The massage therapy profession and the public's use of massage therapy continue to grow in quantity as well as quality. The most significant growth is in medical practitioners and consumers interest in the apprecia tion for massage therapy as an effective integrative and complementary modality. Mainstream acceptance of massage therapy continues its strong trend. Since 1997, the number of adult Americans who say they had a massage from a registered massage therapist in the previous 12 month jumped from 8% to 18%.
A total of 18% of the adult U.S. population had some type of sensual massage therapy by a registered man or woman therapist. The percentage of American adults receiving one or more massages from a massage therapist in the previous year more than doubled since 1997.

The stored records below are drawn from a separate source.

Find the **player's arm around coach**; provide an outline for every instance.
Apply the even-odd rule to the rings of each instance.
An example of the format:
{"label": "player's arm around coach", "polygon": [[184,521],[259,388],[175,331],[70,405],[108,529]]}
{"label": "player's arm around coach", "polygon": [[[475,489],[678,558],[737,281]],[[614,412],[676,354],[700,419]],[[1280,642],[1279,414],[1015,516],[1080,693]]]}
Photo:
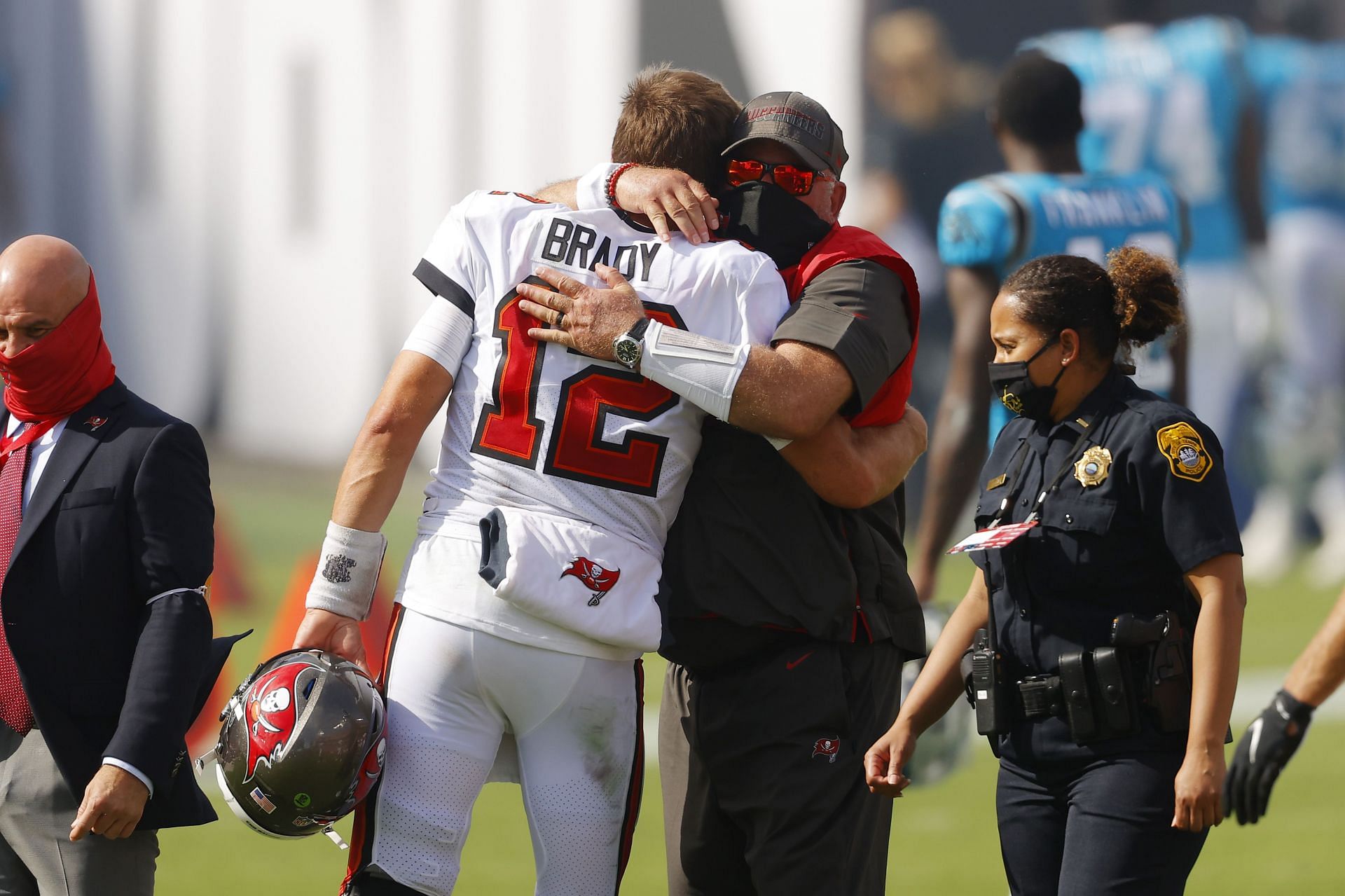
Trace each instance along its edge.
{"label": "player's arm around coach", "polygon": [[[339,545],[362,562],[351,568],[355,574],[340,587],[338,596],[343,601],[328,600],[331,608],[324,609],[315,607],[309,595],[304,620],[295,632],[296,648],[320,647],[369,667],[359,635],[359,619],[367,611],[359,607],[367,608],[387,548],[379,529],[397,502],[421,436],[452,389],[452,374],[437,361],[409,350],[397,355],[342,470],[323,546],[323,556]],[[370,562],[363,562],[366,558]]]}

Among both males and females who had experienced severe back, neck or shoulder pain, the rate of use of massage therapy increased from 14.6% in 1996 to 19.4% in 1999.
The massage therapy explosion can be attributed partly to the growing population of tired, aging, not-quite-as-limber-as-they-once-were baby boomers, partly to an increased awareness of the effects of stress and of the physiological benefits of "pressing the flesh".
Doctors and consumers are turning more and more to massage therapy as an adjunct to regular health practices.
More working-class professionals are using massage therapy to relieve stress and treat sore muscles. The massage therapy that once served only elite professionals or athletes see a wider range of clientele.